Why no London brewing museum?

lamppost.jpgThe reopen­ing today of the Lon­don Trans­port Muse­um in Covent Gar­den has made me won­der why there’s no muse­um of brew­ing in the cap­i­tal.

Sure, indi­vid­ual brew­eries around the coun­try have their own muse­ums, and Coors/Bass have the best claim to run­ning the nation­al muse­um of brew­ing in Bur­ton Upon Trent.

But there’s noth­ing in Lon­don. The whole city is, in effect, a muse­um of brew­ing, but it would be nice to see key arti­facts brought togeth­er in one place (the old Tru­man Brew­ery on Brick Lane, for exam­ple) to tell the fas­ci­nat­ing sto­ry of brew­ing in this city.

Fail­ing that, though, what about an exhi­bi­tion at the excel­lent but occa­sion­al­ly over­looked Muse­um of Lon­don? That has a great “Vic­to­ri­an street”, includ­ing a pub, and some great stuff in the archives, so they’re halfway there already.

Update: I won­der if this sto­ry on Hop Talk might not have sub­con­scious­ly influ­enced my think­ing?

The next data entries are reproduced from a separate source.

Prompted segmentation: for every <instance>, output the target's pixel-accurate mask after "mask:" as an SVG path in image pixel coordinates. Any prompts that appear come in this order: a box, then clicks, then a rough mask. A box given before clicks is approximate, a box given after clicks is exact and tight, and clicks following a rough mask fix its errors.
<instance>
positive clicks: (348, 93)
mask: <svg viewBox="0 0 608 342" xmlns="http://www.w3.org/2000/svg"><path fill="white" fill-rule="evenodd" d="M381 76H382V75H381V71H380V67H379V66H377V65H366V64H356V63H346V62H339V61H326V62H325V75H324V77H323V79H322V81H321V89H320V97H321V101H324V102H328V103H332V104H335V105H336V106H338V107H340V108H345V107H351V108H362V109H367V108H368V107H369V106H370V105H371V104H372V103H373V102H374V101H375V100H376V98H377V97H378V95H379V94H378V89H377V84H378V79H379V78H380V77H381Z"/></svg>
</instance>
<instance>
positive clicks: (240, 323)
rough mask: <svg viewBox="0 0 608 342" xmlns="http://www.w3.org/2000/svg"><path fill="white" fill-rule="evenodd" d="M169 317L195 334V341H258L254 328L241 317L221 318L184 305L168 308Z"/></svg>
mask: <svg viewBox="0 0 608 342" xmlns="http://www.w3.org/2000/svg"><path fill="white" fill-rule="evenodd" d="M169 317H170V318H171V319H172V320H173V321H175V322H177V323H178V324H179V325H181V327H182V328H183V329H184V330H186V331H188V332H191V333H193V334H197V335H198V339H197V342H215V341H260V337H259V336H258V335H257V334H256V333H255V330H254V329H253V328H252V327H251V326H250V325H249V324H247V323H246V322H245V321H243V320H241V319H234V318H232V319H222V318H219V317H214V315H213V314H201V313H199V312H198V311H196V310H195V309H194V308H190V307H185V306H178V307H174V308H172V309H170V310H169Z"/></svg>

7 thoughts on “Why no London brewing museum?”

  1. It’s astound­ing that there’s not a muse­um of brew­ing any­where in Lon­don! I sup­pose that as a Bur­ton on Trent local I take the Coors Vis­i­tor Cen­tre (or Bass Muse­um as locals still call it) for grant­ed but it’s cer­tain­ly one of the first places that friends who are vis­it­ing the area want to go and see.

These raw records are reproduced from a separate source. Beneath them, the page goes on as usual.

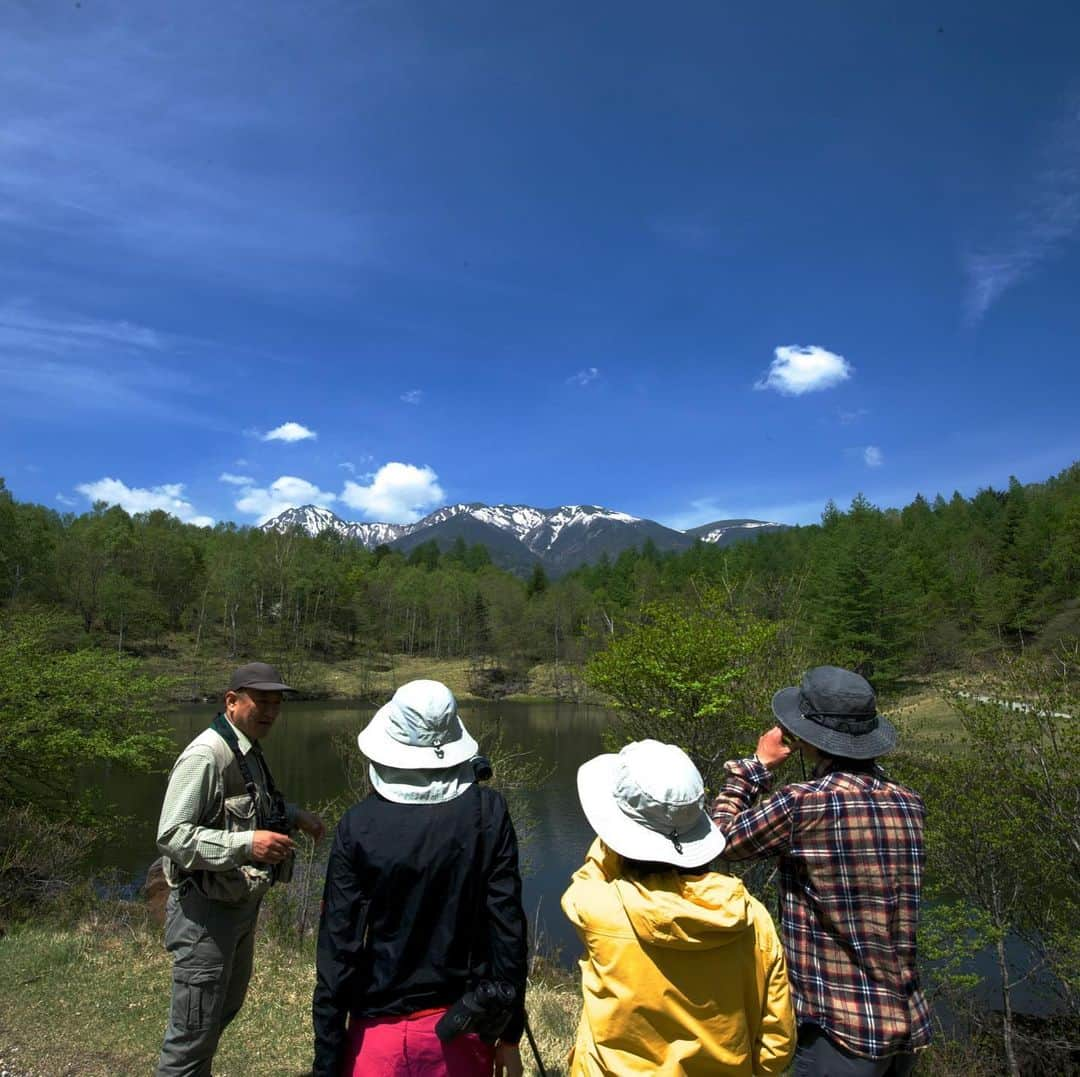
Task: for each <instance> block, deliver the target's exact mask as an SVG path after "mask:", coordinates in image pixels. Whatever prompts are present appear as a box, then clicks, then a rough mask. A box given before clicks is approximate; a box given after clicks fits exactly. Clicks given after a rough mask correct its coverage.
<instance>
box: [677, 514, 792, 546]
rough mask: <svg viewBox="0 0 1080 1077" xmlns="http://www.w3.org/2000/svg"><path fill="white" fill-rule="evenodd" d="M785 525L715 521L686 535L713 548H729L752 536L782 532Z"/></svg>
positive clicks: (744, 520)
mask: <svg viewBox="0 0 1080 1077" xmlns="http://www.w3.org/2000/svg"><path fill="white" fill-rule="evenodd" d="M785 527H787V524H770V523H768V522H767V521H765V520H716V521H714V522H713V523H711V524H702V525H701V526H699V527H691V528H690V529H689V530H688V531H687V533H686V534H687V535H689V536H690V538H693V539H701V541H702V542H712V543H714V544H715V546H730V544H731V543H732V542H740V541H742V540H743V539H745V538H750V537H752V536H753V535H755V534H757V535H767V534H768V533H769V531H782V530H784V528H785Z"/></svg>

  2. Oh yes, the brew­ers would love that: a muse­um ded­i­cat­ed all the com­pa­nies and beers that they’ve suc­cess­ful­ly manged to kill off. Brew­ers tend to trade on tra­di­tion a lot on their mar­ket­ing. They like peo­ple to think that things were only ever thus. You could almost say they’re the oppo­site of the trans­port indus­try that way.

    I’d say that some­one set­ting up this sort of estab­lish­ment (which would indeed be fab­u­lous) could expect no help from any brew­er still trad­ing. Among the first vis­i­tors would be lawyers tak­ing note of the use of copy­right mate­r­i­al and trade­marks.

  3. I can’t imag­ine that a lawyer could stop a muse­um dis­play­ing a trade­marked item, as long as they weren’t sell­ing t-shirts with it on or any­thing. Equal­ly, the fair use law on use of copy­right mate­r­i­al should see them OK if they want­ed to quote from books, adver­tise­ments and so on. Acad­e­mia and muse­ums are pret­ty well pro­tect­ed by the law.

    But, yes, it would have to be a for­ward-think­ing brew­ery that would stump up the cash for a muse­um which high­lights their own dodgi­ness and which also pro­motes their com­peti­tors.

    And with the cur­rent cam­paigns against “binge drink­ing”, it’d prob­a­bly also be a strug­gle to get any cash off the Gov­ern­ment or the May­or.

  4. I didn’t even get to the lazy binge-drink­ing asso­ci­a­tions in the gut­ter press and the Do We Real­ly Want This Sort Of Thing? opin­ion pieces from Con­cerned Cit­i­zens. W*****s. And yes, you’d be damned lucky to get any pub­lic mon­ey for it as well.

    Would CAMRA be at all inter­est­ed in run­ning some­thing like this?

  5. Indeed, as long as they’re the orig­i­nals, as Bai­ley says above, you couldn’t. How­ev­er, big-brand­ed com­pa­nies tend to be very sen­si­tive about how their prod­uct is pre­sent­ed and will use any excuse to shut down what they would regard as unau­tho­rised use.

    Claim­ing that the museum’s use of trade­marked mate­r­i­al con­sti­tutes an attempt to imply an endorse­ment of the muse­um by the brew­er might be worth a punt in court. If you have a good enough lawyer, natch.